Successivamente, l’applicazione forniva dei collegamenti alle fonti in cui tali foto erano state pubblicate. Il sistema era arrivato a comprendere un vasto database contenente più di tre miliardi di immagini, che la società ha affermato di aver ottenuto attraverso l’estrazione da diversi social media e altri siti web.
Data scraping e tutela della privacy: strategie possibili
Ed è proprio a seguito dell’indagine che ha accertato il mancato rispetto, da parte di Clearview, del Privacy Act australiano, che i due uffici, insieme ai loro omologhi in Argentina, Canada, Colombia, Hong Kong, Jersey, Messico, Marocco, Nuova Zelanda, Norvegia e Svizzera, hanno rilasciato la dichiarazione congiunta sul data scraping e sulla tutela della privacy.
L’obiettivo di questa dichiarazione congiunta consiste nell’illustrare le principali minacce per la privacy collegate all’estrazione di dati, definire le strategie con cui le piattaforme social e altri siti web devono salvaguardare le informazioni personali degli utenti da estrazioni illecite, al fine di rispettare i requisiti normativi e, infine, stabilire le azioni che le persone possono intraprendere per limitare gli eventuali pericoli legati alla tutela della privacy derivanti dall’estrazione dei dati.

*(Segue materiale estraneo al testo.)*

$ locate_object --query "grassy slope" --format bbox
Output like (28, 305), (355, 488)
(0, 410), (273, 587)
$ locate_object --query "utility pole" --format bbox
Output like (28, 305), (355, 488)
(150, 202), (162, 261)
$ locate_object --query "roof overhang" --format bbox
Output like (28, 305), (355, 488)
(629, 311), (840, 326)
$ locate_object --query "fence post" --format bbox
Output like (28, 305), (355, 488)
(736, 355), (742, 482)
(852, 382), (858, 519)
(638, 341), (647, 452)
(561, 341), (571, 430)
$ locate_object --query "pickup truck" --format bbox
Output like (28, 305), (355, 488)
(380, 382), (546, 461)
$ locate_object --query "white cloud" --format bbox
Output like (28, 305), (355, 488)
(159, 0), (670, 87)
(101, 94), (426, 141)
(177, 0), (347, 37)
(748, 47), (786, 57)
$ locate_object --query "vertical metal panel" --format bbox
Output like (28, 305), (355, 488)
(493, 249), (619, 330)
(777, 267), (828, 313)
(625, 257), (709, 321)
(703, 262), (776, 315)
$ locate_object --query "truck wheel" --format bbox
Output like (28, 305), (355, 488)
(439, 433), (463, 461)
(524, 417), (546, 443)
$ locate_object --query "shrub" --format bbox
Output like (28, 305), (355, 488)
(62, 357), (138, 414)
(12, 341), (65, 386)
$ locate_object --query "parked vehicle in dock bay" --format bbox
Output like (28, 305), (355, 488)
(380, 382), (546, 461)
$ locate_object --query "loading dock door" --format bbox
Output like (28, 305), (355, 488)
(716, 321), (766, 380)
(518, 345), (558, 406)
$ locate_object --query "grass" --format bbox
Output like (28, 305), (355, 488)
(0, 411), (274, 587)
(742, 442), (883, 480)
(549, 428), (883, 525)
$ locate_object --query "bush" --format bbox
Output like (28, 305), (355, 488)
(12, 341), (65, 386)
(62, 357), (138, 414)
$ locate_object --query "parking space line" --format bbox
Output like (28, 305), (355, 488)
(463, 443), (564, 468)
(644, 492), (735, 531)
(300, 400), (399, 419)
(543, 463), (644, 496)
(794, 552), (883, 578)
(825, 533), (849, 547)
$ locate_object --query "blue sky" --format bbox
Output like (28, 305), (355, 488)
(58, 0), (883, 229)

I rischi privacy del data scraping
Tra i rischi per la privacy vengono indicati gli attacchi informatici mirati, le frodi sull’identità, attività di sorveglianza, monitoraggio, profilazione e marketing diretto.
La dichiarazione specifica, inoltre, che: “Poiché nessuna salvaguardia proteggerà adeguatamente da tutti i potenziali danni alla privacy associati allo scraping dei dati, le SMC – Social Media Companies – e altri siti Web dovrebbero implementare controlli tecnici e procedurali a più livelli per mitigare i rischi”.
Dal canto loro, conclude la dichiarazione, gli utenti dovrebbero essere consapevoli che le informazioni personali che condividono online potrebbero essere a rischio. Pertanto, viene consigliato, a chi voglia tutelare i propri dati, di leggere sempre le informazioni fornite dai siti Web su come vengono condivise le informazioni personali, prestare attenzione alle informazioni che si decide di diffondere online e comprendere e gestire le impostazioni sulla privacy.
Necessità di interventi specifici e ponderati
Nel contesto sempre più digitalizzato in cui ci troviamo a operare, quindi, la questione del data scraping rivela aspetti di complessità che necessitano di interventi specifici e ponderati.
L’ampia disponibilità di informazioni online può offrirci una serie di vantaggi, ma al contempo espone i dati personali a nuovi livelli di vulnerabilità. La recente dichiarazione congiunta si colloca come un punto di partenza in direzione di una linea condivisa di intervento a livello globale.